Rule of 72 Calculator
Quickly estimate how long it takes for your investment to double.
Understanding the Rule of 72
The Rule of 72 is one of the most useful mental math shortcuts in personal finance. Instead of reaching for a complex compound interest calculator, you can instantly estimate how long it will take for an investment to double in value at a given fixed annual rate of interest.
How to Use the Rule
The calculation is surprisingly simple: divide the number 72 by your expected annual interest rate.

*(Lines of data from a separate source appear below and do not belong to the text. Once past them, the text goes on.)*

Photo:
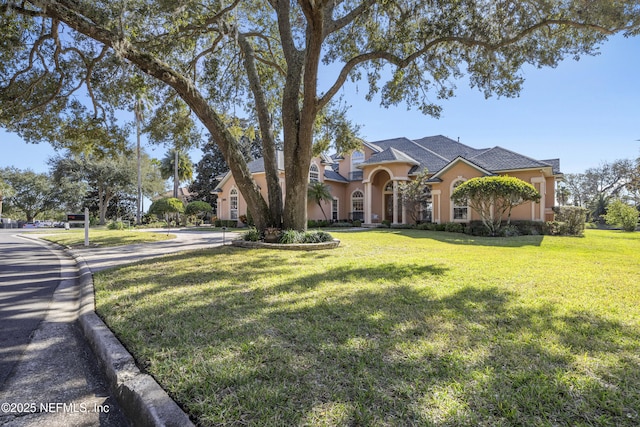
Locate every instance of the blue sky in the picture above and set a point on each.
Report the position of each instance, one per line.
(583, 112)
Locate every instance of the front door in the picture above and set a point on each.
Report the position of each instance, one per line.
(388, 209)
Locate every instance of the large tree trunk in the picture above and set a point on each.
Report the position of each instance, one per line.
(299, 116)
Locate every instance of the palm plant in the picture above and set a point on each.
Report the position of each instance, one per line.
(176, 160)
(319, 192)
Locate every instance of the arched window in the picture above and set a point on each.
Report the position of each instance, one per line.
(233, 203)
(314, 173)
(460, 211)
(357, 157)
(357, 205)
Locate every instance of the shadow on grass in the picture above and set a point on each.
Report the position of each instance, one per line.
(302, 353)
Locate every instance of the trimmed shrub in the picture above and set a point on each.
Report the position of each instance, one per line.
(229, 223)
(116, 225)
(251, 235)
(619, 214)
(454, 227)
(296, 237)
(510, 231)
(573, 219)
(288, 237)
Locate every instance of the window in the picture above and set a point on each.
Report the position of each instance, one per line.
(357, 157)
(460, 211)
(233, 203)
(427, 206)
(314, 173)
(357, 205)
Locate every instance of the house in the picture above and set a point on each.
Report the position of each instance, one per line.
(365, 184)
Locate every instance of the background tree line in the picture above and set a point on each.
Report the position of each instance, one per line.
(597, 187)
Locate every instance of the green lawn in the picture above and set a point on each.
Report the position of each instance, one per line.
(101, 237)
(392, 328)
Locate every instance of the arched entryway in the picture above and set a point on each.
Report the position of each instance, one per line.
(390, 202)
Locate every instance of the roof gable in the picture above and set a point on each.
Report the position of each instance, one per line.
(424, 157)
(460, 159)
(501, 159)
(389, 155)
(447, 147)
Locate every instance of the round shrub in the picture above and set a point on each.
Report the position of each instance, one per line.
(251, 235)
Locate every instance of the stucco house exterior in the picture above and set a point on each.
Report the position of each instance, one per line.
(365, 184)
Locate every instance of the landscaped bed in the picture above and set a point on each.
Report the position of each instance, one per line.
(393, 327)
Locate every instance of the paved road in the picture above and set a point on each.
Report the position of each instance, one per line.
(189, 239)
(47, 374)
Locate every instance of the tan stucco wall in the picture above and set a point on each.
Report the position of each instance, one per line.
(378, 175)
(525, 211)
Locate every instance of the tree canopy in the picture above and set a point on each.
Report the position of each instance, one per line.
(494, 196)
(283, 63)
(29, 192)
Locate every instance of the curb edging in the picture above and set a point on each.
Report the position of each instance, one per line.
(140, 397)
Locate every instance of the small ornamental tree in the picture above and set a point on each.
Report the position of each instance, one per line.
(319, 192)
(620, 214)
(166, 205)
(198, 209)
(414, 195)
(494, 196)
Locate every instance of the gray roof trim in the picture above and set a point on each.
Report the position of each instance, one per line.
(331, 175)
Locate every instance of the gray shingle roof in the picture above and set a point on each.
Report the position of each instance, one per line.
(426, 158)
(447, 147)
(499, 159)
(436, 152)
(390, 155)
(257, 165)
(334, 176)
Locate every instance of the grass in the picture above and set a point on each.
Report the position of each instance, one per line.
(395, 327)
(75, 237)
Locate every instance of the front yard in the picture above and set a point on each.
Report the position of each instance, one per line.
(392, 328)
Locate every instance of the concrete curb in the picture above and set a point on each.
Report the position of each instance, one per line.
(141, 398)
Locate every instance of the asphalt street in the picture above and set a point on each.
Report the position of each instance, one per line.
(48, 376)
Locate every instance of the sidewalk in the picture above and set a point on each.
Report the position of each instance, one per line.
(140, 398)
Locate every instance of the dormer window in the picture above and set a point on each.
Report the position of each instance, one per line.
(314, 173)
(357, 157)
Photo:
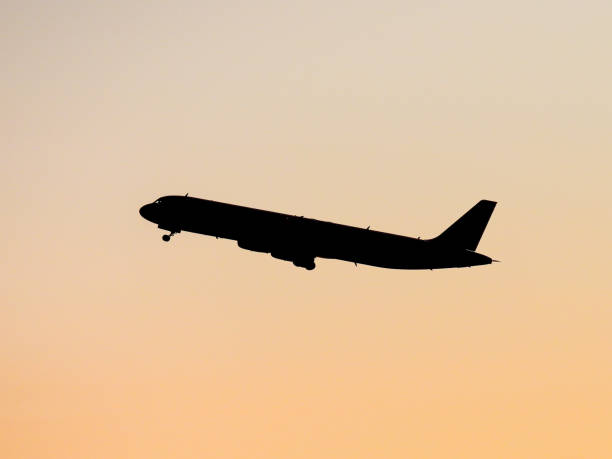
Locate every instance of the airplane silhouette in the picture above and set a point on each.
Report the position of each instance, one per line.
(300, 240)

For example, if you invest your money in an index fund that returns an average of 8% per year, you simply divide 72 by 8. The result is 9, meaning your money will double approximately every 9 years. If you start with $10,000, you will have $20,000 in 9 years, $40,000 in 18 years, and $80,000 in 27 years.
Why Does the Rule Work?
The Rule of 72 is an approximation derived from the mathematical formula for compound interest, which involves logarithms. The actual mathematical constant required to find the doubling time is closer to 69.3 (because the natural logarithm of 2 is approximately 0.693).
So why do we use 72? Simply put, 72 is much easier to divide in your head. It is divisible by many common numbers including 2, 3, 4, 6, 8, 9, and 12. Using 72 provides a close enough estimate for practical, everyday financial planning without needing a calculator.

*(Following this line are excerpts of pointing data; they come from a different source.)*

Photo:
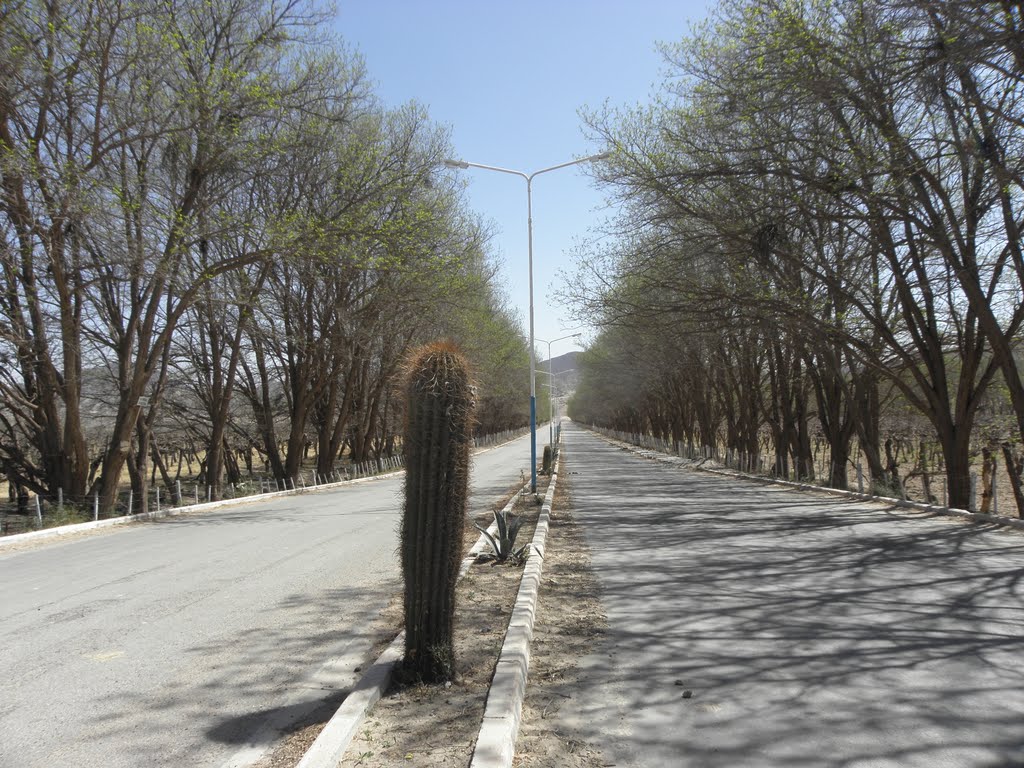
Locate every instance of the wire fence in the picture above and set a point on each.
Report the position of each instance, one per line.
(32, 512)
(765, 466)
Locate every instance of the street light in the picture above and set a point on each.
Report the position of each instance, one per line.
(551, 392)
(463, 165)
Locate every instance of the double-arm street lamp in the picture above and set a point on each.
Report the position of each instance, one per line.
(551, 391)
(462, 164)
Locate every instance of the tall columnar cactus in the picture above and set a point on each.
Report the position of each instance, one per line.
(438, 433)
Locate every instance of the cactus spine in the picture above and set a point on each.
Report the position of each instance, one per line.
(438, 433)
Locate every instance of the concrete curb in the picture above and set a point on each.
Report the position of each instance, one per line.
(934, 509)
(332, 742)
(80, 527)
(503, 713)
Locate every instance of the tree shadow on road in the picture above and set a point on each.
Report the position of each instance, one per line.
(805, 630)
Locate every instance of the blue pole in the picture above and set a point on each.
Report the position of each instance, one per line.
(532, 443)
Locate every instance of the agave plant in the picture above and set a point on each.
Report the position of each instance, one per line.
(503, 541)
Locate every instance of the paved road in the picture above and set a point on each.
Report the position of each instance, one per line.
(811, 632)
(189, 641)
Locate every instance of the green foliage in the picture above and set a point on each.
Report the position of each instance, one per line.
(503, 541)
(438, 435)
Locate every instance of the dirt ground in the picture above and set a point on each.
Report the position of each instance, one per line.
(569, 623)
(437, 725)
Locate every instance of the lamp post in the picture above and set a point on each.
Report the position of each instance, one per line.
(551, 391)
(462, 164)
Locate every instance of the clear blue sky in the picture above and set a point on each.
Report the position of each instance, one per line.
(509, 79)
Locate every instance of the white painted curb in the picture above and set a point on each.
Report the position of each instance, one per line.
(934, 509)
(80, 527)
(503, 714)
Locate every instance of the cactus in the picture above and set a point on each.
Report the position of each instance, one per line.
(438, 434)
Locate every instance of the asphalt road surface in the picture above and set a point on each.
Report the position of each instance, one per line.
(193, 641)
(808, 631)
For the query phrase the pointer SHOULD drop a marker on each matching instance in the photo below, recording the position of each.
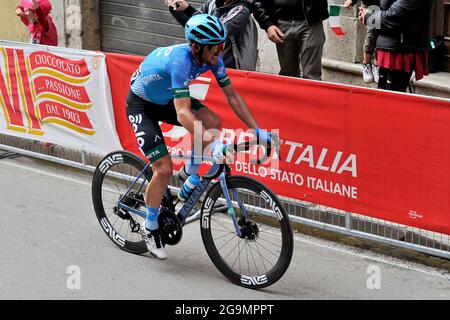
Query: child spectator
(370, 69)
(403, 40)
(35, 14)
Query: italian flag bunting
(335, 24)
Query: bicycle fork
(231, 211)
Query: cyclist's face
(31, 16)
(211, 54)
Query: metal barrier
(301, 212)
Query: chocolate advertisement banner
(56, 95)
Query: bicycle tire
(105, 166)
(246, 185)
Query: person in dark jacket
(402, 44)
(295, 26)
(241, 48)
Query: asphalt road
(52, 247)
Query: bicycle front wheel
(263, 252)
(111, 181)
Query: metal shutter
(138, 26)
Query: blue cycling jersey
(167, 72)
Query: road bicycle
(243, 224)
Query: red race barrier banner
(376, 153)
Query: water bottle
(188, 186)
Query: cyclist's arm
(187, 119)
(239, 106)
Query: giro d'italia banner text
(56, 95)
(366, 151)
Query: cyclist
(160, 92)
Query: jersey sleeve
(220, 72)
(179, 69)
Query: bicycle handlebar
(241, 147)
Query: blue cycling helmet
(206, 29)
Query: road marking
(301, 238)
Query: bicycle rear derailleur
(249, 229)
(132, 200)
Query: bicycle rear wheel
(263, 253)
(112, 178)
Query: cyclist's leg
(151, 143)
(210, 120)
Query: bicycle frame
(195, 196)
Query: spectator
(370, 70)
(241, 48)
(402, 44)
(35, 14)
(295, 26)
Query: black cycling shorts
(144, 117)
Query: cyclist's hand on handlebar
(220, 152)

The Rule of 72 and Inflation
While investors use the Rule of 72 to calculate wealth growth, it can equally be used to calculate wealth destruction via inflation. If you want to know how long it will take for your money to lose half its purchasing power, divide 72 by the annual inflation rate.
For instance, at a sustained 3% inflation rate, the purchasing power of your cash will be cut in half in 24 years (72 ÷ 3 = 24). This stark reality highlights the critical importance of investing your money rather than simply holding it in a low-interest checking account.
Frequently Asked Questions
What is the Rule of 72?
The Rule of 72 is a quick mental math shortcut used to estimate how long it takes for an investment to double in value given a fixed annual rate of interest. You simply divide the number 72 by the annual rate of return.
How accurate is the Rule of 72?
It is highly accurate for interest rates between 6% and 10%. For much higher or lower rates, it becomes slightly less precise, but remains an excellent rough estimate for quick financial planning.
Can the Rule of 72 be used for inflation?
Yes. If you divide 72 by the annual inflation rate, it tells you approximately how many years it will take for the purchasing power of your money to be cut in half.
Why do we use 72 instead of 69 or 70?
The actual mathematical constant derived from logarithms is closer to 69.3. However, 72 is used because it has many handy divisors (1, 2, 3, 4, 6, 8, 9, 12, etc.), making it much easier to calculate in your head.
What is the formula for the Rule of 72?
The formula is simple: Years to Double = 72 / Annual Interest Rate. For example, at an 8% return, it takes 72 / 8 = 9 years to double your money.